Emerick, 89, has served as the city’s mayor, a councilman and head of the recreation department. He has also had a sports complex on Sixth Street named for him. You might call the 1944 East Alton-Wood River High graduate the overseer of Oiler town. He’s a civic-first chief.
“I’ve had a lifelong love affair with the whole community,” said Emerick, who has devoted his energy to bettering Wood River. He and wife, Helen, have been married 71 years. They have four children: Donna, Dale, Dana and Dean.
Emerick added, “I think I’ve had a philosophy that service to humanity is the best work you can do. And I’ve tried to do that throughout my life.”

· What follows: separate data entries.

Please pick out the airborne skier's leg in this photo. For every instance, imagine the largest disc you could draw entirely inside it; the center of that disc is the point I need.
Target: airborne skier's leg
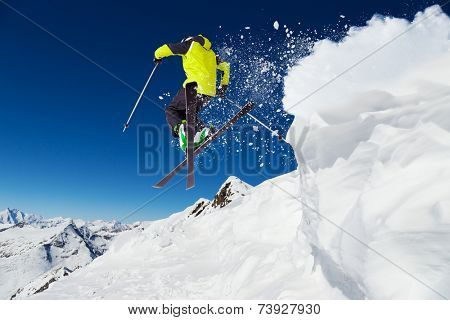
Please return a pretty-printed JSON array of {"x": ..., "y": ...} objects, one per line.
[
  {"x": 191, "y": 113},
  {"x": 176, "y": 111}
]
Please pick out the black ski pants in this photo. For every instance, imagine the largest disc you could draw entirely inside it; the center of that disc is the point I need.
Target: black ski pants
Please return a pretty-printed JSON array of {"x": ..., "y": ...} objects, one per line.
[{"x": 176, "y": 111}]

Projects such as the Wood River Aquatic Center, the East Alton Ice Arena, Quad City Soccer and the Jiveland Teen Club show his imprint. Many other endeavors feature his touch.
“I’ve really been fortunate to have good people around me,” Emerick said. “I’ve been able to surround myself with a lot of people that helped me with projects and events. Strangely enough, God has given me a chance to do a lot of things. I’ve been blessed.”
The Jiveland Teen Center was a prime undertaking. It brought youngsters together and gave them something to do, he said.
“At one time, we had between 1,200 and 1,500 kids throughout the area in it,” Emerick said. “We planned a lot of events, including the after-prom party for the high school kids.”
He’s also “Mr. Softball” to countless others throughout Greater Alton area. Emerick is the senior vice president of the Illinois Amateur Softball Association and helped kick-start numerous tournaments, including the Class C State Co-Ed one that’s 30 years old. He has been affiliated with the ASA for 65 years.
Now, there’s a new event to salute his tireless work through the years. The Leroy Emerick “Shake off the Dust” co-ed tourney debuts April 18 at Moore Park in Alton. It’s appropriate since it will start the softball season. The Class C state one puts the finishing touches on it.
“Most anybody that has touched a softball knows Leroy,” said Brett Stawar, president of the Alton Regional Convention and Visitors Bureau. “It’s amazing how many people know him.”
Stawar added, “When we went to get an ASA bid years ago, Leroy was known as ‘Mr. Softball.’ He has been the king of softball around here for many years.”
So “the king” deserved something more than a pat on the back or a plaque to hang in the wall or throw in the closet.
“Brett wanted to do something for Leroy, so we’re naming the tournament for him,” said Mike Haynes, director of the Alton Recreation Department. “I know doing this is something he will enjoy. It’s a good time and good situation for it.”
Anything that involves softball keeps Emerick percolating.
“He has boundless energy,” Haynes said. “Without him, we wouldn’t have the state tournament here every year. He helps to keep it here in Alton and we appreciate it.”
Stawar added, “Mentally, Leroy is as sharp as a tack. He knows where everything needs to go and he gets it done his way. He’s a classic.”
Emerick, heralded last week by the RiverBend Growth Association, appreciated the honor.
“I thought it was a nice recommendation,” he said. Son Dana, a local commissioner, will assist him with the Class C State Co-Ed event.
Yet don’t expect Leroy Emerick to slow down too much. It’s not his nature. Softball runs through his veins as much as community service. For him, they have gone hand-in-hand for decades.
“Wood River has been a nice community, with a lot of middle-class people that have worked at the refineries,” he said. “It’s a working-class community and I love it — certainly.”
You don’t have to ask him why. His familiar address explains it.
“I’ve lived in Wood River all my life,” Emerick said.